I assume that there was a time when the doctor lived down the road and everyone knew each other. I read about these times in “Little House on the Prairie” and other books that my brother and I relegated to the category “olden days.” I suppose I’ve experienced these places and ways of being in community, too- in Latin America I have lived many places where the doctor lives down the road (sometimes in a giant purple house). I don’t wish to romanticize this kind of small-town way of knowing and being, and nor do I want to consider small-town antiquated, old, not modern, or backwards, but rather I want to notice something.
My plastic surgeon goes to my yoga studio. It’s very clear we have the same favorite teacher because I always see her at this teachers’ class. The first time I saw her there, I was unsure it was her. I wondered. I stared. I wondered if she had a sister or a twin who looked alike. I wondered if I was mistaken, having only met her once. But at the end of the class, she touched my shoulder and said hello. This was definitely my plastic surgeon. I see her now, regularly, at yoga. We exchange a hello, sometimes a few words or a conversation.

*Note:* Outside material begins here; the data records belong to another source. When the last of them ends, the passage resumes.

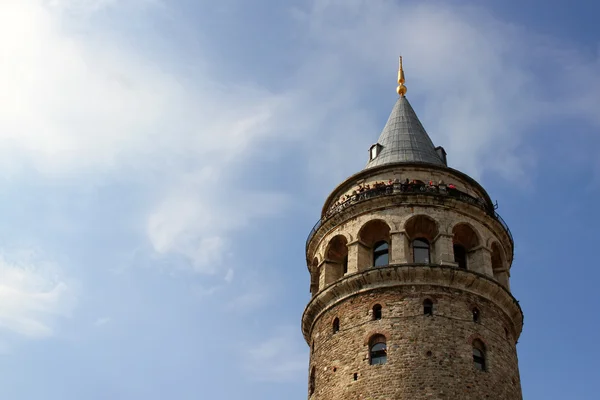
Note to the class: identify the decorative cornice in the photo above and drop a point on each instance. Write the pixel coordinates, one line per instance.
(411, 275)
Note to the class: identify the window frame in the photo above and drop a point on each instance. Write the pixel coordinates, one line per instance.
(426, 246)
(428, 307)
(379, 252)
(479, 355)
(336, 325)
(378, 350)
(465, 263)
(377, 312)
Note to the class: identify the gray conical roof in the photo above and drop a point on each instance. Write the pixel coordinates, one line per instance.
(404, 139)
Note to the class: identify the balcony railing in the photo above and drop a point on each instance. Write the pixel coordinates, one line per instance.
(408, 188)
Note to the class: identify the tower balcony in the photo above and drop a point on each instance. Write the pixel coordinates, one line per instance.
(399, 194)
(415, 278)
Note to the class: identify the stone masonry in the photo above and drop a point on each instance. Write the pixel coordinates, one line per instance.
(428, 356)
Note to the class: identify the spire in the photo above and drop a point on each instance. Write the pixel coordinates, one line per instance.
(401, 88)
(403, 138)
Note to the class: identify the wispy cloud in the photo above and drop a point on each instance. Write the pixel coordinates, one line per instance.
(34, 294)
(279, 358)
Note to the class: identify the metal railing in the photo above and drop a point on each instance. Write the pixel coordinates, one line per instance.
(407, 188)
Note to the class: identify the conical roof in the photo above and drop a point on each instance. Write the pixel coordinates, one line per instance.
(404, 139)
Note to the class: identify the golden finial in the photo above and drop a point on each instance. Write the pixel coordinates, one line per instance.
(401, 88)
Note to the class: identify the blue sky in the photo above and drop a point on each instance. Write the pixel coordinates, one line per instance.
(162, 162)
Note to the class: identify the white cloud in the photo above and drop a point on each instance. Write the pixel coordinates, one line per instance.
(198, 215)
(478, 75)
(33, 295)
(102, 321)
(281, 357)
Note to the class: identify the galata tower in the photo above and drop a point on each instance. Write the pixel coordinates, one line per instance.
(410, 267)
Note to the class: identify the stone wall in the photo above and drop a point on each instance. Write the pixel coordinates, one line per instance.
(429, 357)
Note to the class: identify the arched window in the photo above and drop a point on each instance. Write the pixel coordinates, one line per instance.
(476, 315)
(428, 307)
(377, 350)
(479, 355)
(381, 254)
(460, 256)
(377, 311)
(311, 382)
(421, 251)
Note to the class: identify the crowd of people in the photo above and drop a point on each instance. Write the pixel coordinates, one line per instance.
(364, 191)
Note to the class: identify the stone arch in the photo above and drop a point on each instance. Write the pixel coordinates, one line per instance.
(373, 231)
(375, 243)
(466, 247)
(335, 263)
(421, 226)
(421, 231)
(466, 235)
(314, 275)
(499, 264)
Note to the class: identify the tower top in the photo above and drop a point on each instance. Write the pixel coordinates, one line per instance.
(401, 88)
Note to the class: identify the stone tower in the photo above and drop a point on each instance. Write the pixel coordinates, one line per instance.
(409, 269)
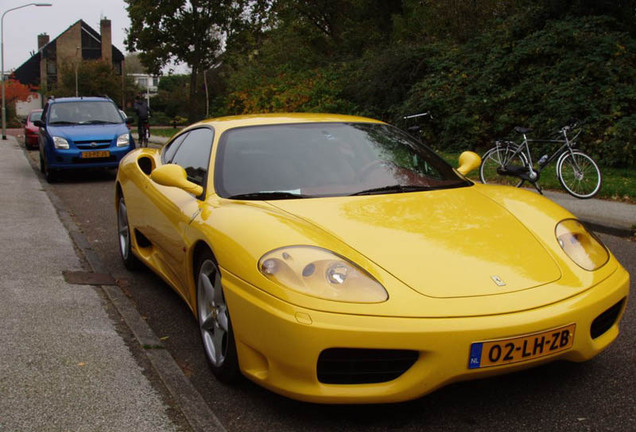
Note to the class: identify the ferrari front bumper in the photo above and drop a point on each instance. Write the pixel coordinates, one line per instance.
(279, 344)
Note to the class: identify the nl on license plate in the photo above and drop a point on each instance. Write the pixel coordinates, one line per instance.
(521, 348)
(93, 154)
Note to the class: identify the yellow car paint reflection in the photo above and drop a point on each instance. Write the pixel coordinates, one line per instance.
(333, 259)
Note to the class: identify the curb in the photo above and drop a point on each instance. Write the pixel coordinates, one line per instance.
(189, 401)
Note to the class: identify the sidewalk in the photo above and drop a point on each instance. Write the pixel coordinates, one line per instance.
(63, 366)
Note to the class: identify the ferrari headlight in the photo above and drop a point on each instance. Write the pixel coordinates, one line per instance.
(320, 273)
(60, 143)
(580, 245)
(123, 140)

It is shocking, even to me, how much more willing I am to ask questions, divulge information, and discuss options with this doctor- simply because I see her outside of her office on a regular basis! She is part of a wider yoga community, and knowing I’ll see her in itty-bitty shorts sweating gallons takes the edge off of the power dynamic that we naturally experience as doctor and patient. I think she feels it too, and she is one of the only doctors who will ask me if I have read X article or researched X option, which is pretty awesome because most of the time, when I tell a doctor I have read X article and researched X option, they quickly correct me, regale me with the related research, and move on, knowing full well they know more than I do. But the plastic surgeon doesn’t do that. She knows I have researched, she knows I know my body, and she knows she’ll see me at yoga. She’s still certainly the expert in the room, and I’m still squarely the patient, but the dynamic is different. Sure, we could chalk up the difference to being about oncology and critical chemotherapy treatments versus less-critical reconstruction with multiple functional options. But still. There’s something more there we would be missing, if we dismissed it that way. Besides, I’m still more willing to engage this doctor in conversations about all kinds of breast cancer related things than I am most of my other very capable, very awesome doctors. Our dynamic makes me wonder about how our communities are connected, and what it would mean to invest in particular communities where doctors and patients know each other, practice yoga together, attend the symphony together or bump into each other at talks and conferences. And so I wonder- what might it take to connect patients and doctors outside the examination room or before they meet in the OR? And would it matter, in terms of care, at all?